HSBC will announce its second-quarter results on Monday. Ringfencing encouraged similar pressure at Barclays, which quickly regained shares after slipping between 2015 and 2018.

Mark Mullen, CEO of Atom Bank, a digital bank that has completed more than £ 3bn in mortgage lending since its launch in 2016, said: “We are monitoring the mortgage market very closely”, including the impact of ‘HSBC’s its weight throw away ‘again’.

Atom and other medium-sized banks, such as Metro Bank, have begun lending to slightly more risky lenders in recent months, reflecting the growing confidence in the economic outlook and the difficulty of competing with the largest banks for loans with a lower risk.

Nationwide Building Society, which has the second largest mortgage book in the UK, scaled back its loans to mainstream borrowers, which NatWest has deteriorated in terms of annual new loans.

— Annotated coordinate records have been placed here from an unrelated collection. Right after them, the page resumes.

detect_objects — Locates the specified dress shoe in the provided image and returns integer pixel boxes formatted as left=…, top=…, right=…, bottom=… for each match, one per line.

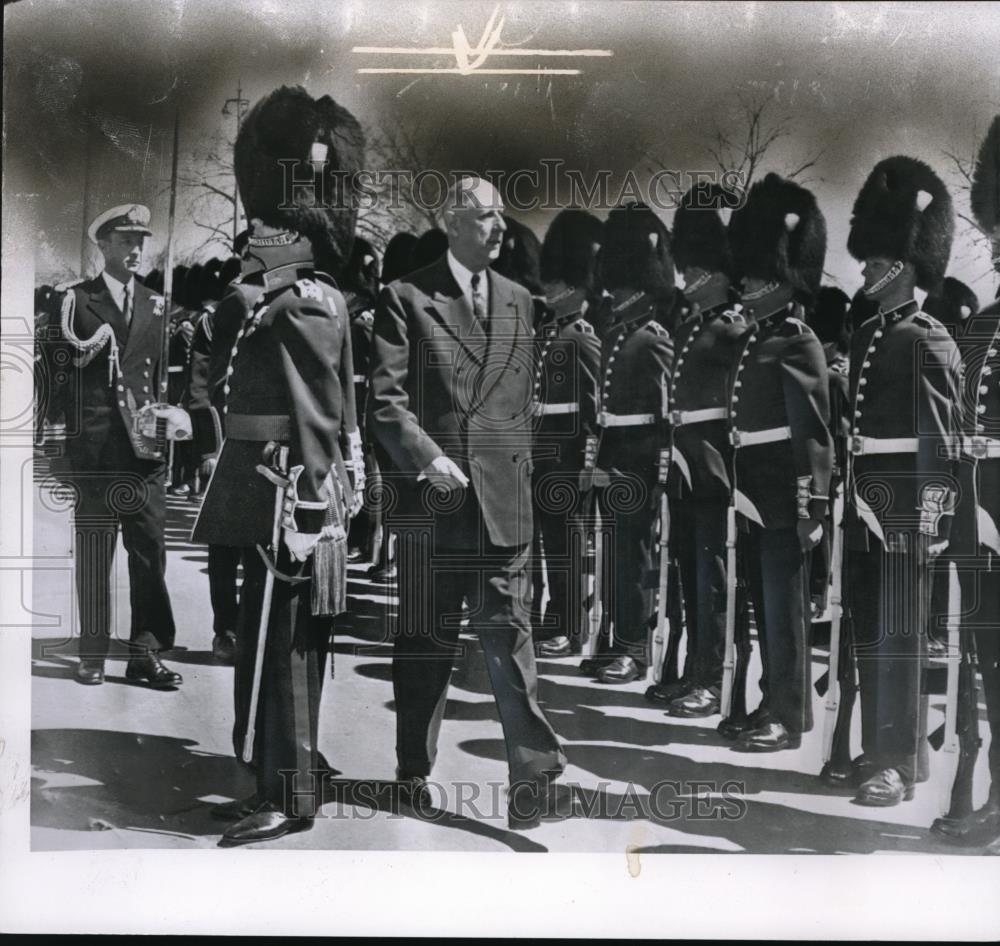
left=580, top=654, right=615, bottom=677
left=854, top=769, right=913, bottom=808
left=208, top=795, right=260, bottom=821
left=667, top=687, right=719, bottom=719
left=931, top=801, right=1000, bottom=847
left=537, top=635, right=573, bottom=657
left=125, top=653, right=184, bottom=687
left=76, top=657, right=104, bottom=686
left=396, top=769, right=434, bottom=812
left=212, top=631, right=236, bottom=664
left=733, top=720, right=802, bottom=752
left=219, top=803, right=313, bottom=847
left=643, top=680, right=694, bottom=706
left=597, top=657, right=646, bottom=684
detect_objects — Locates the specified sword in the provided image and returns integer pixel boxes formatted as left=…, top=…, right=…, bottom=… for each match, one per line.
left=243, top=446, right=288, bottom=763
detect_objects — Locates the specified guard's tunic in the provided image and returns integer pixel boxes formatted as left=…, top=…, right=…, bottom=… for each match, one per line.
left=193, top=240, right=356, bottom=815
left=597, top=292, right=674, bottom=668
left=669, top=304, right=747, bottom=689
left=532, top=288, right=601, bottom=649
left=846, top=301, right=961, bottom=784
left=52, top=276, right=175, bottom=659
left=730, top=305, right=833, bottom=734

While the competition presents a challenge for bank managers, it is likely to be good news for consumers. The average interest rate charged for a two-year fixed-rate mortgage with a loan value of 75 percent was close to an everyday low in June, according to Bank of England data, and several other banks plan to continue going to win market share with HSBC.

Line graph of average interest rate on 2-year 75% LTV fixed-rate mortgage showing mortgage rates near record lows

NatWest warned on Friday that profit margins began to decline towards the end of the second quarter, but a senior executive at the bank said it still had ‘capacity’ to grow as its share of the bond market remained lower than its share of the current accounts.

Even with a further decline in spreads, it will take a while to return to the lows seen in 2018. “But there must definitely be a return.”